Billy has lived in Brownsville since 1963. He began building the Mindfield in 1989. Billy said that no one in town has ever told him that they didn't like it, although this did not necessarily mean that they approve. Theorizes Tripp: "Maybe they think, 'It's just not worth going over to tell him it's ugly.'"
The Mindfield soars 13 stories high, a vertical mass of salvaged iron and steel that Billy has painted a monotone battleship gray (It's his favorite color). Among the salvaged bridge trusses, building girders, screw conveyors, and railroad track rails, the artist has added cryptic messages in metal letters such as "My Life for it Lived Knowingly For Death" and "Paid With Cost Profit." Recognizable items occasionally catch the eye -- a basketball hoop, an old iron bathtub, a metal canoe -- but mostly the Mindfield is inscrutable.
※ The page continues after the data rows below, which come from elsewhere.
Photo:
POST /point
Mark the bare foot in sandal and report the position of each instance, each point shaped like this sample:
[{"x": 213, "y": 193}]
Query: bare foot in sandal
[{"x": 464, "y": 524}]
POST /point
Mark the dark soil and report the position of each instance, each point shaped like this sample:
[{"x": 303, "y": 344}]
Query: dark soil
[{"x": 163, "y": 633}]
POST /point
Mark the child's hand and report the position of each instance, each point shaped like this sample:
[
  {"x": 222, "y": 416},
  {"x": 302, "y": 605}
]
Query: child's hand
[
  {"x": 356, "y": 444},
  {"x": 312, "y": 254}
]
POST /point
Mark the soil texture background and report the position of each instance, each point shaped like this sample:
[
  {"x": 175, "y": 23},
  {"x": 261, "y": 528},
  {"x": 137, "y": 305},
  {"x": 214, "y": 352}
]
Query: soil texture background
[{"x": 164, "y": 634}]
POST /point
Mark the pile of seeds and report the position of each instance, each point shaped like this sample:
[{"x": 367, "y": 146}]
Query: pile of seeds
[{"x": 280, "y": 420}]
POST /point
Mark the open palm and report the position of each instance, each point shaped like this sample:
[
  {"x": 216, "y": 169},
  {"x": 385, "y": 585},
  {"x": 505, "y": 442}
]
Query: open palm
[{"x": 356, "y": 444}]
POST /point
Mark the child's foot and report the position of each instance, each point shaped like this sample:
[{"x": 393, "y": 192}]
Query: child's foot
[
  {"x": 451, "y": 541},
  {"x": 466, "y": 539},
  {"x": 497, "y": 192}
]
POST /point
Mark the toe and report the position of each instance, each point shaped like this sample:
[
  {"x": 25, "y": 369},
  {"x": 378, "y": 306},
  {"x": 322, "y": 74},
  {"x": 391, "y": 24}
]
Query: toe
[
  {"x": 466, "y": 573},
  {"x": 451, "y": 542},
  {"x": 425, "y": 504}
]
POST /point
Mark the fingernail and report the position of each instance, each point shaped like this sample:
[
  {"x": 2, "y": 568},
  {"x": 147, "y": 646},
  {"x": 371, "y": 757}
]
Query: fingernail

Artworks within the artwork sway high in the breeze, suspended by chains or mounted on pivots like weather vanes.
The Mindfield, according to Billy, is just the metal part of a conversation he's having with himself. "When I walk by it I want it to say stuff to me," he said. "I want it to grab my attention." He admitted that the Mindfield "sticks its nose in the traffic going by," but said that was unintentional. And since the Mindfield is just Billy talking to himself, he doesn't much care if tourists or his neighbors understands what he's saying.
(For secret tips, see Decoding The Mindfield)
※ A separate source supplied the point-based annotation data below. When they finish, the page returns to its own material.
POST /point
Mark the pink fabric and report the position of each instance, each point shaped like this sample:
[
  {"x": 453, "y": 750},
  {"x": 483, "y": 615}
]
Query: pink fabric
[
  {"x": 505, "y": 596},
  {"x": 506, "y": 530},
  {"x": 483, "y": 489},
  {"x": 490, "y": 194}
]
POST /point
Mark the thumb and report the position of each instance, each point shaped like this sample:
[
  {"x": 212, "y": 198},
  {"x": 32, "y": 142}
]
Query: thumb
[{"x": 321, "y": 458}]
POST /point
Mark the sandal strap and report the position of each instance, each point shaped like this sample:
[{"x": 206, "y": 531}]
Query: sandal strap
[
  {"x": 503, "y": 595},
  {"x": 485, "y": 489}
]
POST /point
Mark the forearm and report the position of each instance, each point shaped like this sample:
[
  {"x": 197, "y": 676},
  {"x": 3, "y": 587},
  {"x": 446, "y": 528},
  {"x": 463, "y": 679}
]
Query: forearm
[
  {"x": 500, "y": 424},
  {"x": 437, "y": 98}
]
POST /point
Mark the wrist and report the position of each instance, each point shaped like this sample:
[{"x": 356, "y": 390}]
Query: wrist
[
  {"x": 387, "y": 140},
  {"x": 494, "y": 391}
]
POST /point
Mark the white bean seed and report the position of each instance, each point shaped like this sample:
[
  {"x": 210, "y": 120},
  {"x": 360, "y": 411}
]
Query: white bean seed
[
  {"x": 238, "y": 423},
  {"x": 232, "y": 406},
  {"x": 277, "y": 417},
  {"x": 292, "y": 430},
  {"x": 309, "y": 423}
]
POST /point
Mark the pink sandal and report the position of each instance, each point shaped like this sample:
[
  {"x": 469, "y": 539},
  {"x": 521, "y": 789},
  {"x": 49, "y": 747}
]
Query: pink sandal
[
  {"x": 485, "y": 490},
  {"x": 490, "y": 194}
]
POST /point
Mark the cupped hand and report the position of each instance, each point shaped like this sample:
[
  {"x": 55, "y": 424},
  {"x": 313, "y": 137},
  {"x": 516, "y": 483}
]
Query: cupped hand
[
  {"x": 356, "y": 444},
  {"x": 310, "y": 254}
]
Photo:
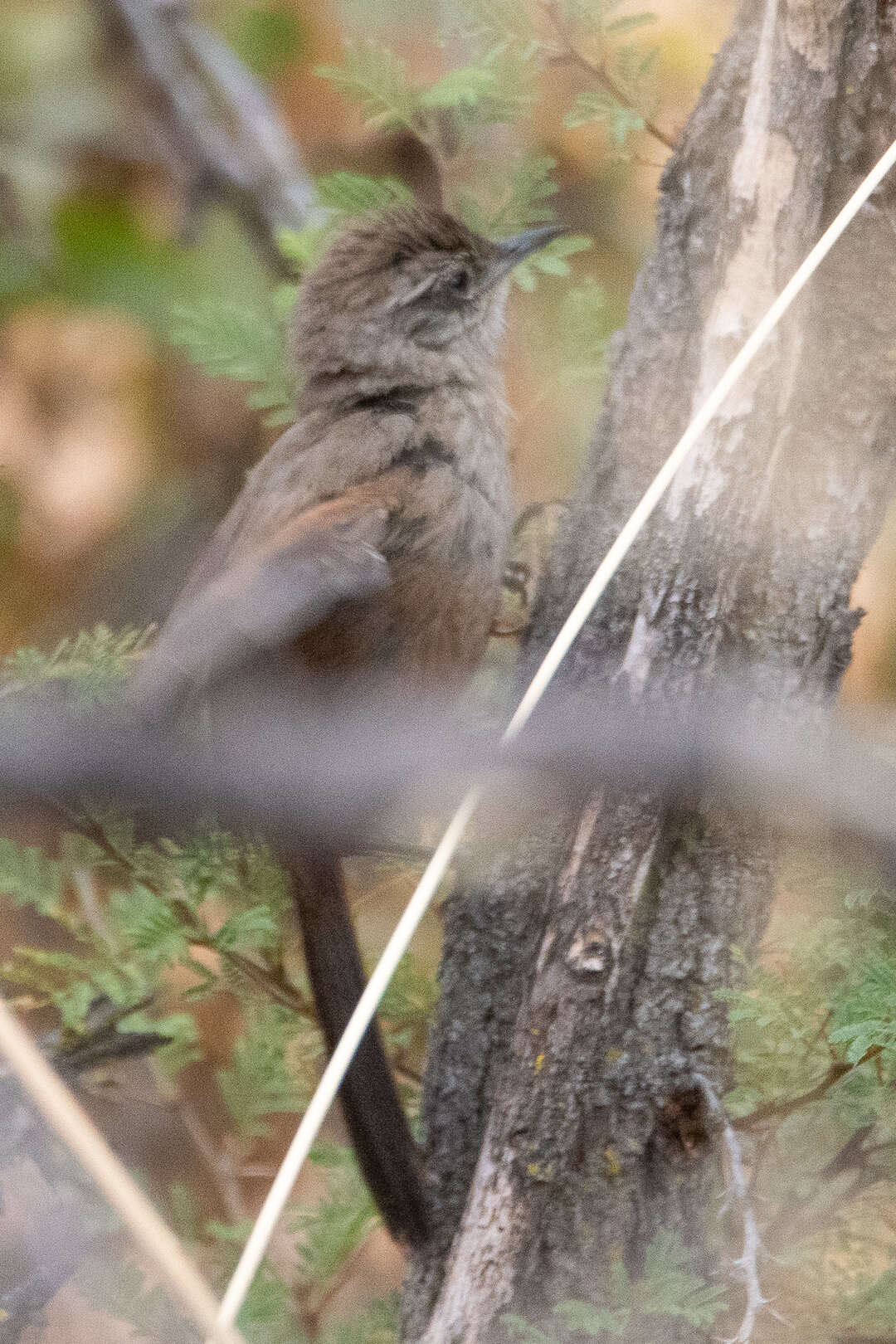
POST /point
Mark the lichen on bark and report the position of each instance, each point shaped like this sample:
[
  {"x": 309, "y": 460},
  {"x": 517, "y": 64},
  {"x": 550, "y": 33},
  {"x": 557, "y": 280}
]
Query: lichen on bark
[{"x": 579, "y": 980}]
Visitors aren't allowed on the Mindfield, so access is restricted to the front and side nearest the payday check cashing store parking lot. Here Billy has set up some temporary artworks repurposed from items left behind at a nearby car wash. There are a couple of comments boxes inviting passersby to record their impressions of the Mindfield, freeing Billy from the job of tour guide or interpreter. Billy stocks the boxes with complementary copies of his book, The Mindfield Years, Vol. 1, as an aid to communication, although he concedes that the 725-page stream-of-consciousness novel is "a difficult read."
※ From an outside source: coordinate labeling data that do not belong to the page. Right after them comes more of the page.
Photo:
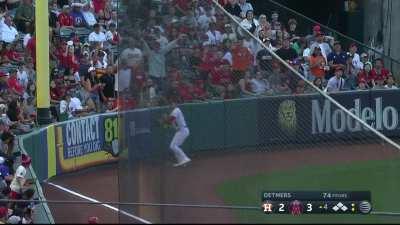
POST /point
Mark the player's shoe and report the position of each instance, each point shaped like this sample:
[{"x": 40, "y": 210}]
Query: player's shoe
[{"x": 183, "y": 163}]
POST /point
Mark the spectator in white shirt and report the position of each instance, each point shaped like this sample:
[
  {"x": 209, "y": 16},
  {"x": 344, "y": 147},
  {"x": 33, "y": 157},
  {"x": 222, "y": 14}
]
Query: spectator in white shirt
[
  {"x": 89, "y": 16},
  {"x": 206, "y": 18},
  {"x": 390, "y": 84},
  {"x": 260, "y": 85},
  {"x": 214, "y": 36},
  {"x": 325, "y": 48},
  {"x": 229, "y": 34},
  {"x": 112, "y": 35},
  {"x": 245, "y": 6},
  {"x": 8, "y": 32},
  {"x": 358, "y": 65},
  {"x": 250, "y": 23},
  {"x": 336, "y": 83},
  {"x": 97, "y": 35}
]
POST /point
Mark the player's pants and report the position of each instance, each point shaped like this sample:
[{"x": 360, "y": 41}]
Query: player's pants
[{"x": 177, "y": 141}]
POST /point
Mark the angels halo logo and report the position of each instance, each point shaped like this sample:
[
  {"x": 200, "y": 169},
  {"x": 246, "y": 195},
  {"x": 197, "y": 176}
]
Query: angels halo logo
[{"x": 287, "y": 116}]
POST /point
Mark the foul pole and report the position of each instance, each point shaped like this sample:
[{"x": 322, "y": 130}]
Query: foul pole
[{"x": 42, "y": 61}]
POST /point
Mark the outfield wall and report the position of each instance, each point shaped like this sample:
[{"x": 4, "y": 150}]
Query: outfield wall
[{"x": 245, "y": 123}]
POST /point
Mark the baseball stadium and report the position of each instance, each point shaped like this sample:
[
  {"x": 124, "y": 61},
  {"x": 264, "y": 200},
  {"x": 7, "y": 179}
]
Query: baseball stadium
[{"x": 199, "y": 111}]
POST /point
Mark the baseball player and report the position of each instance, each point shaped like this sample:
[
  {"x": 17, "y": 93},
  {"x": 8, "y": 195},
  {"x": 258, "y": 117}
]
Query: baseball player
[{"x": 177, "y": 119}]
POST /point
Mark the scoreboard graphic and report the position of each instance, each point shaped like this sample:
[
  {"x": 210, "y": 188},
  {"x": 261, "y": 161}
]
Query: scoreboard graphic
[{"x": 316, "y": 202}]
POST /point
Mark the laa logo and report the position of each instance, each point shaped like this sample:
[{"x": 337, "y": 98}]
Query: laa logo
[{"x": 287, "y": 116}]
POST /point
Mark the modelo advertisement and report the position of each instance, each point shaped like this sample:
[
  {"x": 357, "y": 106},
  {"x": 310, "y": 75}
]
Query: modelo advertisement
[
  {"x": 86, "y": 142},
  {"x": 314, "y": 118}
]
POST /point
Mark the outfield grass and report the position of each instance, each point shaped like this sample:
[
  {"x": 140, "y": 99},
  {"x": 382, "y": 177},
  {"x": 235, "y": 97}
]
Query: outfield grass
[{"x": 382, "y": 178}]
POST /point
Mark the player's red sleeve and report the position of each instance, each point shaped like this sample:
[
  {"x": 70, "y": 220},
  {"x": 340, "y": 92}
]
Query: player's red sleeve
[{"x": 171, "y": 119}]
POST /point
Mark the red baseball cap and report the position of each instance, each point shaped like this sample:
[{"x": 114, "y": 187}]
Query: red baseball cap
[
  {"x": 93, "y": 220},
  {"x": 3, "y": 212},
  {"x": 25, "y": 160},
  {"x": 339, "y": 69}
]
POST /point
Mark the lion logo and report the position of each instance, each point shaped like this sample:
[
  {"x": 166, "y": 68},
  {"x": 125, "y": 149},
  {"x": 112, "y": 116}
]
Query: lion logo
[{"x": 287, "y": 116}]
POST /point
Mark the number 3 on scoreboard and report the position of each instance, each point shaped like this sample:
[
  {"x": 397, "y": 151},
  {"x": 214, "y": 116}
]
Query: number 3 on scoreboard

If you're lucky, the day that you visit the Mindfield will be one where Billy is at work, barely visible ten stories high as he climbs around his metal creation. He intends to work on the Mindfield until he dies, and has already secured permission from Brownsville to have his ashes interred at the site, possibly within one of the urns already perched atop the Mindfield's tallest poles. He's also made arrangements with the Kohler Foundation to preserve the property long after he's gone, as they have with other artistic sites.
That future, however, won't arrive for a while, at least not if Billy can help it. He's already marked off areas for new additions, and was excited during our visit about some newly-arrived A-frames from a junked drive-in theater screen, and the possibility of acquiring a 150-foot-tall cell phone tower. The first 20+ years of the Mindfield, Billy said, were partly spent learning how to build the Mindfield. "I think the next 20 years should go quicker," he said. "It really needs to be twice this size to deserve some of the praise it gets now."